RU2834712C1 - Grain cleaning machine pneumatic system - Google Patents

Abstract

FIELD: machine building.

SUBSTANCE: proposed invention relates to machine building and can be used in agricultural production, flour-and-elevator and feedstuff industry for cleaning grain materials from light impurities. Pneumatic system of grain cleaning machine includes pneumatic separation channels of pre-sieving and post-sieving separation with devices for input of cleaned material and air discharge channels, radial fan, suction chamber, cyclone, loading device of initial material, devices for removal of cleaned grain and wastes. Pneumatic separation channel of post-sieve separation is equipped with expansion chamber and communicated with it by inlet window. Expansion chamber adjoins the pneumatic separating channel on the side of its outlet, is equipped with a curvilinear baffle plate, the upper end of which adjoins the external wall of the pneumatic separating channel outlet, and the lower one forms with the chamber wall an outlet window with depth equal to 0.4…0.5 of its length, and is located above the edge of the inlet window at a distance equal to at least two of its depths. Expansion chamber length is 4…5 depths of the inlet window. Expansion chamber depth is 1.0…1.2 of the chamber length. Depth of the inlet window is equal to the depth of the pneumatic separation channel. Air flow rate in pneumatic separation channels is controlled by throttle valves installed in air discharge channels.

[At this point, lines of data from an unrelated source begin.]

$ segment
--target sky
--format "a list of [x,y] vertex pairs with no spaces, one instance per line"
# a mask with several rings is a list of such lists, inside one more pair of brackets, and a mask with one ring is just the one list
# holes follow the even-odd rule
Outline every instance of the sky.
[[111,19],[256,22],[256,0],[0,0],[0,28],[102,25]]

EFFECT: expansion of technological capabilities of the pneumatic system – effective operation in modes of preliminary, primary and secondary cleaning at permissible losses of fodder grain to wastes and small hydraulic resistance of the expansion chamber.

4 cl, 2 dwg

Description

The proposed invention relates to mechanical engineering and can be used in agricultural production, the flour-milling and elevator industry and the feed industry for cleaning grain materials from light impurities.

A pneumatic system of a grain cleaning machine is known, containing pneumatic separating channels of pre-sieve and post-sieve separation with devices for input of the cleaned material and air exhaust channels equipped with throttle valves, a radial fan, the inlet of which is connected to the air exhaust channels by means of a suction chamber, and the outlet pipe - by means of an air duct with a cyclone, a loading device for the original material, devices for outputting cleaned grain and waste (Sychugov N.P., Sychugov Yu.V., Isupov V.I. Machines, units and complexes for post-harvest processing of grain and grass seeds / Ed. N.P. Sychugov. Kirov: publishing house OOO "VESI", 2015. - Pp. 91-94). In this pneumatic system, the grain material is processed twice - before and after the sieves, which improves the quality of cleaning.

The disadvantages of this pneumatic system are that when operating in the primary cleaning mode, the loss of wholesome and feed grain into unused waste (cyclone) increases above the standard values, and the wear of the radial fan wheel blades also increases.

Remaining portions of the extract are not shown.